Here is my top half dozen points from Cameron’s angry, feisty, Brown’s-a-liar press conference today.
1. GO AHEAD, BROWN, MAKE MY DAY “We can do this the easy way or the hard way. I can just go on and on, question time after question time, revealing the cuts that he himself is planning. Or he can recognise this is the wrong approach not only for his party but the country.” Cameron devoted the last two PMQs to cuts. Is he threatening here to keep doing it every week? I think he should, and agree with Matthew Parris that he should be ruthlessly boring about this topic. Not only because a Prime Minister in a democracy should not be allowed to lie as Brown is lying, but because this strategy deploys a little political jujitsu. It turns Brown’s weight against him, takes the debate from Tory cuts to Tory honesty v Labour lies.
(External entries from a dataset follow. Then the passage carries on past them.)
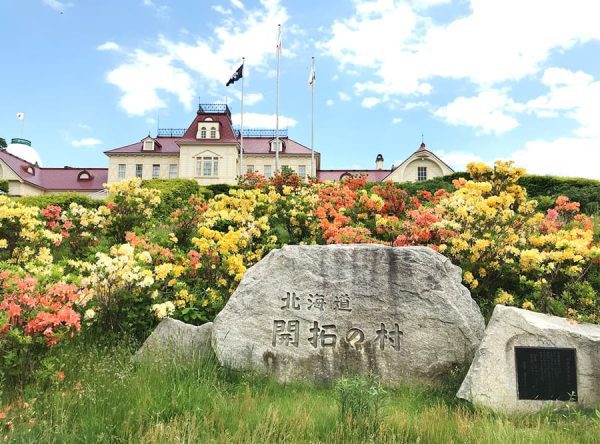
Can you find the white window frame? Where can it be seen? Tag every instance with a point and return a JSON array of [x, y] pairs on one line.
[[172, 171], [267, 171], [207, 166]]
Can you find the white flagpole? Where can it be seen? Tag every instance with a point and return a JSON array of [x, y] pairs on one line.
[[277, 103], [242, 123], [312, 123]]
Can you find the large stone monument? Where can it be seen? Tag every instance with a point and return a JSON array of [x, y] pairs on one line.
[[528, 361], [317, 312]]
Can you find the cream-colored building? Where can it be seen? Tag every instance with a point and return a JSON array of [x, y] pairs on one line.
[[209, 152], [420, 165]]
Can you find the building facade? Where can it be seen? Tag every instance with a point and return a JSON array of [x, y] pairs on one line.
[[26, 178], [208, 151]]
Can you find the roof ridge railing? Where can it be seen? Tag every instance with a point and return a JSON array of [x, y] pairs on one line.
[[261, 133], [171, 132], [209, 108]]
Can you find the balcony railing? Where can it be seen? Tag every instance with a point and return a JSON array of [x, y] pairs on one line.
[[214, 108], [171, 132], [261, 133]]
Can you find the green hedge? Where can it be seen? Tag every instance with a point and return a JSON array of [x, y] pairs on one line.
[[172, 190], [62, 200], [221, 188]]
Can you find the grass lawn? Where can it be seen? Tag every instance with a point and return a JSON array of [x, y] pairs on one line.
[[105, 397]]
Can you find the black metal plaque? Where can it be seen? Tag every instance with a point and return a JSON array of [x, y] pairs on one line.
[[546, 373]]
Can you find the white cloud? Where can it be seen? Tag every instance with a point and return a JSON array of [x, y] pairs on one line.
[[109, 46], [143, 76], [179, 67], [424, 4], [221, 9], [257, 120], [370, 102], [458, 160], [575, 94], [57, 5], [405, 49], [237, 3], [160, 10], [249, 98], [488, 112], [568, 156], [86, 142]]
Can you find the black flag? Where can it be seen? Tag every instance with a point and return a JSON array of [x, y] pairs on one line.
[[237, 75]]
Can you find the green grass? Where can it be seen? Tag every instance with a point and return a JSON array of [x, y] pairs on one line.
[[105, 397]]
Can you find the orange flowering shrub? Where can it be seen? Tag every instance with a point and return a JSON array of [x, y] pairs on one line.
[[33, 317]]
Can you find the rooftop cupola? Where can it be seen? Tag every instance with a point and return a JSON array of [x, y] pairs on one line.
[[379, 162]]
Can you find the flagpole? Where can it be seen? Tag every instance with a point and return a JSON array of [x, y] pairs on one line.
[[242, 123], [277, 102], [312, 123]]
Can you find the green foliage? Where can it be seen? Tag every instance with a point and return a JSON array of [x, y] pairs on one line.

Every time the voters hear Brown going on about spending, they’ll think – Jimmy Nail style – ‘he’s lying’. Brown may very well will play into Cameron’s hands here.
2. FOUR STAGES OF CUTS Cameron laid out the process: 1. Admit cuts need to be made. 2. Identify a few (ID cards, ‘regional nonsense’, government advertising, consultancy etc). 3. Go further: ‘tax credits being paid to people with relatively high salaries’ and 4. “Yes I accept we have more to do, more to say, but that’s compared to the government who haven’t even reached stage one.” Cameron did this in the reverse order, though. ID cards are not going to come up with the £26bn cuts (minimum) that he’ll need. So to rephrase his answer: “We admit to cuts, okay, and Labour don’t. But cuts where? Not health. Not DFID. But that’s all we’ll say.”
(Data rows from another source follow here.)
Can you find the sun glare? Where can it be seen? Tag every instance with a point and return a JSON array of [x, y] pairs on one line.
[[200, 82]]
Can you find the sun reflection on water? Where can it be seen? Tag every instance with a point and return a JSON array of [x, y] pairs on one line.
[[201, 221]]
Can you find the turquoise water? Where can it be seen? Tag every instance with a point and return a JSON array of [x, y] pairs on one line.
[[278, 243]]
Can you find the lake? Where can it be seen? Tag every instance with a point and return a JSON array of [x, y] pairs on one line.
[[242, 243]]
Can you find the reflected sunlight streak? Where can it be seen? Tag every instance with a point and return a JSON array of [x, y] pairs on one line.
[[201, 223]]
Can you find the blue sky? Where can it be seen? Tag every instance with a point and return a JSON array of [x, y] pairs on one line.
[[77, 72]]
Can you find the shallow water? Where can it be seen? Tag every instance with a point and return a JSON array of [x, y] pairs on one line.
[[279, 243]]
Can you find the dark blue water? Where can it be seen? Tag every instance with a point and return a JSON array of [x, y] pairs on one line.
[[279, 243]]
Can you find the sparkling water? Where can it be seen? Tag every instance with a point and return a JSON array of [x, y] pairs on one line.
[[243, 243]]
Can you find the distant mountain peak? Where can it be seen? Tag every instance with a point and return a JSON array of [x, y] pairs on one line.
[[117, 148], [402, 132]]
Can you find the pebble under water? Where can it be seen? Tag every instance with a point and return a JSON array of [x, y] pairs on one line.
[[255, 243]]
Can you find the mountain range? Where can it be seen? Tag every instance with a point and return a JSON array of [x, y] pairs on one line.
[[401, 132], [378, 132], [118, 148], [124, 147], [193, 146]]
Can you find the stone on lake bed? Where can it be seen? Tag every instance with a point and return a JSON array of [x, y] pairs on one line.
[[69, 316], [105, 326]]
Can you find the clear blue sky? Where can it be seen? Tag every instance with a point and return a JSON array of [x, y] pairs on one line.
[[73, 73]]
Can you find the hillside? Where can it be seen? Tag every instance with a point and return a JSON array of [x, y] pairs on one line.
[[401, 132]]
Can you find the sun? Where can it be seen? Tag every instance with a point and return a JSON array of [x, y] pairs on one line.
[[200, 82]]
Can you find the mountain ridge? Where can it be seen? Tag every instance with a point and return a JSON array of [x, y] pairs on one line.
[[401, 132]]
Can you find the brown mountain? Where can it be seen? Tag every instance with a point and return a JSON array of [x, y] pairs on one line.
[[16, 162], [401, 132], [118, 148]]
3. NO TORY SPENDING REVIEW BEFORE ELECTION EITHER “I don’t believe in a full-on shadow budget.” A reference, I suspect, not to John Smith but to Letwin’s disastrous Medium Term Financial Strategy of February 2004 where he laid out spending plans that promised to outspend Labour. Brown’s decision to cancel the Spending Review has of course let Cameron off the hook – he will now face zero pressure to lay out his own spending plans.
4. DECLARATION OF INDEPENDENCE “I don’t care what the government does anymore. They can announce cuts, they can announce increases, they can set the whole thing to music and do a karaoke. I have completely lost faith, as has most of the country, in anything this government says. You can see it every week in PMQs when the Prime Minister stands up and says ‘black is white’.” This may sound unremarkable, but consider Tory psychology. Fear of what Gordon Brown might say has stymied Tory intellectual development for at least a decade. Even now, some Tory policymakers will steer clear of policies that are needed saying ‘If we say x, Brown will say y’. They can bring this up in conversation, and you want to scream at them, ‘for the love of God, can’t you see he’s utterly discredited? Cameron is here explicitly declaring his party’s independence from fear of Brown’s mendacious attack lines – and rightly so. I hope this message goes right down the Tory machine.
5. PANTS ON FIRE Q: “Are you calling the PM today a liar?” A: “I didn’t quite put it like that… I try to use my words.” Again, as Matthew Parris argued on Saturday, ‘lie’ is not a word polite people use. And it should never be used in error – that’s why we refer to ‘Brownies’ here on CoffeeHouse. But Brown’s line on spending is a lie. We have decided to call it by its name – but it is a vulgar word, that people shy away from as it can make the accuser sound hysterical. He said later: “There have been too many examples where the PM’s approach has been to say something he knows is not true, but he thinks he will get away with”.
6. MOVING IN WITH OSBORNE Q: Do you recognise reports that you plan to
share a back office with Osborne? A: “There is not a shred or ounce of complacency in me or our top team… There is no time being spent on thinking who would sit where and, frankly, there won’t be.” I first raised this in my News of the World column yesterday, and I can tell you Cameron speaks with forked tongue when he says no one is thinking about sitting arrangements. He has started negotiations with the civil service, this takes up quite a bit of time. But the fact that such negotiations are taking place runs the risk of making him look complacent. The Tories are very sensitive about this, so Cameron denies what’s going on. He should think of a more honest way of dealing with this question, because it’ll come up again.